In 1 Cor. 14:37, Paul wrote: "If any thinketh himself to be a prophet, or spiritual, let him acknowledge that the things that I write unto you are the commandments of the Lord." And John, in 1 Jo. 2:3-4 said: "And hereby we do know that we know him, if we keep his commandments. He that saith, I know him and keepeth not his commandments, is a liar and the truth is not in him." Then again, in Rev. 22:14, he said "Blessed are they that do his commandments that they may have right to the tree of life, and may enter in through the gates into the city."

God through Christ (Heb. 1:1-2) and Christ through the Holy spirit (Jo. 16:12-16), inspired the writers of the New Testament to write many statements of facts. This was established by the scriptures presented in last week's lesson. But the three above quoted scriptures prove they were also inspired to write commands.

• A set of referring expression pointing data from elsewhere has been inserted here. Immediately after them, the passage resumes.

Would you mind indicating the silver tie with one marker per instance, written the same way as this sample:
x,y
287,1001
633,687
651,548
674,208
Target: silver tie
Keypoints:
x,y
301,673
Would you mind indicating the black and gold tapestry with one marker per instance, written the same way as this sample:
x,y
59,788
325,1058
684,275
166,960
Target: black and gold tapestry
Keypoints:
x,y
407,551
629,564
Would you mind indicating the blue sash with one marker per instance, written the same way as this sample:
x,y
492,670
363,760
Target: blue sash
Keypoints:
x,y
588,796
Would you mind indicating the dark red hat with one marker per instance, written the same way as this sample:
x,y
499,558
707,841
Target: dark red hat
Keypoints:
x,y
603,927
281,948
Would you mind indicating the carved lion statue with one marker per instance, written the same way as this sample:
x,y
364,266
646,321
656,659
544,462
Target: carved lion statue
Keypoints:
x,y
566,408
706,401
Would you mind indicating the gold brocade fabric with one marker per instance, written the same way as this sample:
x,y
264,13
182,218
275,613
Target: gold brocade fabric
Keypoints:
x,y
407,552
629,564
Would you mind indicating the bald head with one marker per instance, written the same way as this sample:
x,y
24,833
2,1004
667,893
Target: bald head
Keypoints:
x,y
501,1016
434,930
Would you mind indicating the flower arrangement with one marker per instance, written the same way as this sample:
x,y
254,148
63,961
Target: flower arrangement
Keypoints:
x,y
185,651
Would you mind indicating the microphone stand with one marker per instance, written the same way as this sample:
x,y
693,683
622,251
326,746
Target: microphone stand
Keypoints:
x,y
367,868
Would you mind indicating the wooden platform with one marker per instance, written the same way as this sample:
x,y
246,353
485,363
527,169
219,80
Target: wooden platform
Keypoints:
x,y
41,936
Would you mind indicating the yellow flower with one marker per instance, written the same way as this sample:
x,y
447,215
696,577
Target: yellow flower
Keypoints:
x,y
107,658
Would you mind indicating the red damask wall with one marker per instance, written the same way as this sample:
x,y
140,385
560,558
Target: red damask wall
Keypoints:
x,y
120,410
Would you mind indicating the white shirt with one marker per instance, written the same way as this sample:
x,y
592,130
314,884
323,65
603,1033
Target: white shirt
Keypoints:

However, as we read these commandments we find that some of them contain both specific and general commands. Yes, some of God's demands must be classified as being specific because by them God specifies. Whereas, others may be thought of as general demands; because by them. God does not specify.

Consider the following examples with me please.

(1) In Mark 16:15, we hear Jesus command: "Go ye into all the world and preach the gospel to every creature." This command is both specific and general. It is specific because it specifies what will be taught and to whom it will be taught. It was the gospel of Christ which was to be taught and it was to be taught to every creature. It is also general because it does not specify how we will go nor does it specify how we will teach every creature.

Therefore, we are not at liberty to choose either what will be taught or whom will be taught. However, in this command, God did not specify how we are to go and neither did he specify the method of teaching. So in fulfilling the demands of this scripture, we may chose both how we will go and the method of teaching.

(2) When we read from verse 16 through verse 28 of Acts 20, we learn that God has commanded the elders to teach the congregation of the church which they oversee. In this command, we also find both specific and general demands. Yes, God in verse 28 specified they were to teach the church all of the teachings of Christ which were applicable to its members. But he did not specify the church would be taught the teachings of Christ. But this did not grant unto the elders the privilege of deciding what they would teach. You see, the Lord had already specified what would be taught. Yet the elders are given the right, yea the responsibility of choosing some method. They may if they choose, call all the group together and teach them as a group, or they may, after calling them together, separate them into groups and provide a teacher for each group.

(3) According to Mat. 26, Mark 14, Luke 22 and ICor. 11, Jesus a short time before his death, introduced to his disciples the Lord's Supper. And that same night he said unto them: "This cup is the New Testament in my blood, this do ye, as oft as ye drink it in remembrance of me" (1 Cor. 11:25).

This scripture specifies that the Lord's Supper be partaken of in memory of Christ. Likewise, when we consider what is said in both this scripture and Acts 20:7, we find that the first day of the week is the specified time for partaking. But it does not specify the hour. So we may choose any time, from twelve a.m. through eleven p.m. as the time of that day to partake.

(4) In Co. 3; 17, we hear this: "Whatsoever ye do in word or deed do all in the name of the Lord Jesus." This command unlike the others we have considered, does not contain both specific and general demands. No, it in no uncertain words says: We must have authority for all that we teach and practice.

My readers, the scriptures thus far considered say three things. One - The Holy Spirit who revealed unto the writers of the New Testament many statements of facts, also revealed unto them numerous commands. Two - In all these commandments, the thing to be done is always specified. But the how, when, where, why, and how many are not. So no New Testament command may be classified as being altogether general. Never- theless, the commandments in which God has specified the thing to be done, but has not specified the how, when, where, why or the how many, may be said to be both specific and general. Three - if either the how, why, when, where or how many is not specified in one scripture but is in another, then we must not say it has not been specified.

All right, inasmuch as we have both specific and general demands, then it necessarily follows that we have both specific and general authority.

But what I ask, is specific authority? It is that which God has specified. Or to put it another way, it is that which God has demanded. It is the will of God. So this we must do or be lost (Mat. 7:21). You see, if after God has demanded that we do something, he also demands when we will do it, then when we do it is just as essential as doing it. However, that which I have just said about specific authority, is not the way it is with general authority.

Now, do not misunderstand me. I am not saying that general authority grants us the right to do anything for which we have no authority. But what it does do, is to allow us to decide when or how we will do that which has been demanded. That is, if God has not also demanded when or how it will be done. Consider with me, please, one or two examples of general authority. Acts 20:28 provides us with general authority for conducting Bible classes. Yes, inasmuch as it demands the flock be taught, but does not specify how this will be done, then we may, yea we must choose some method. If you were to demand that I dig a ditch, but you did not specify what tool I was to use, you would (by general or implied authority) be authorizing me to choose the tool.

Church buildings are authorized by general authority. Yes, God in Heb. 10:25 had demanded that we assemble; but he has not specified where we are to assemble. So, this we must decide.